The goal is to give ordinary citizens the ability to hold local leaders accountable, because often, as was the case in Flint, the problem goes beyond inadequate information to a lack of political will to address the problem. A recent USA Today investigation found seven water systems in Ohio failed last year to notify the public of heightened lead levels within 60 days last as mandated by the EPA. Several more in Arizona that reported unsafe water levels to the government years before only alerted the public after USA Today began its investigation.

Michigan Attorney General Bill Schruette determined last week that local health officials' failure to alert the public to a Legionnaires' disease outbreak warrants charging them with involuntary manslaughter. He alleges that negligence led to the death of Robert Skidmore in December, 2015. “Involuntary manslaughter is a very serious crime and a very serious charge,” Schruette said during a news conference. “It holds significant gravity and weight for all involved, and I don’t take this lightly, not one bit.”
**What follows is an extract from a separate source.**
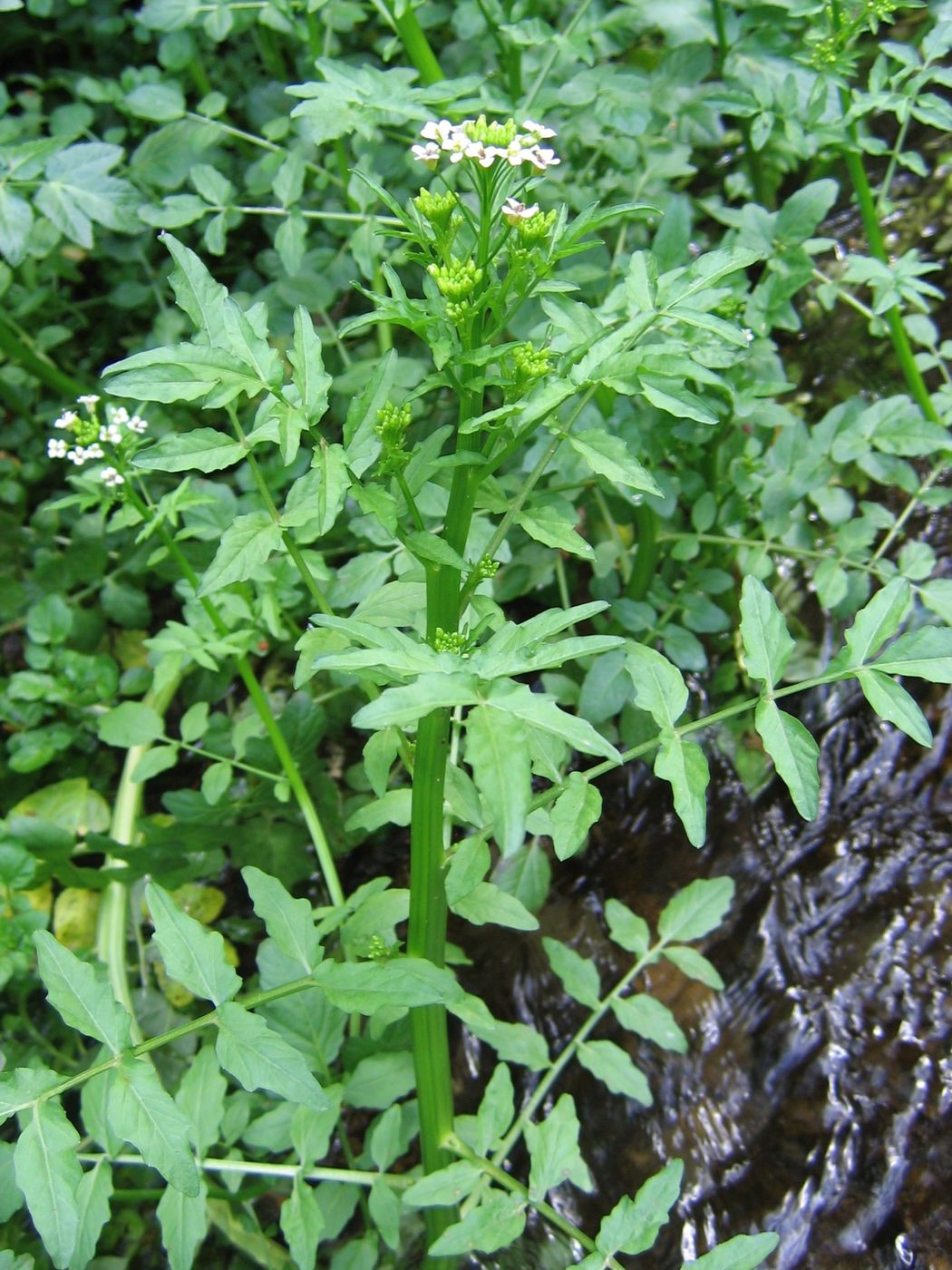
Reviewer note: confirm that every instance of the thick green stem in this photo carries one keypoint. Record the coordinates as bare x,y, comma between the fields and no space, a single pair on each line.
114,904
415,44
878,249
In most cases, that negligence usually comes down to a lack of resources and concerns over the cost of addressing the problems, problems that could be exacerbated by President Trump desire to cut the EPA's funding by 30 percent because federal funding helps defray the cost of testing. “If state agencies are struggling right now, what are they going to do when their budgets continue to go down?” says Lynn Thorp, national campaign director for the non-profit Clean Water Action. “That’s the gap I’m most freaked out about.”

Testing water and mitigating contamination is expensive, Griffiths says, but states must consider the repercussions of poisoning an entire generation of people. Lead poisoning can cause developmental delay in children, reduced IQ levels, anemia, and hypertension in adults. “These are kids who are not going to be as smart as they would have been,” Griffiths says.

Given that, you can consider spending the money for more and better testing an investment in the future.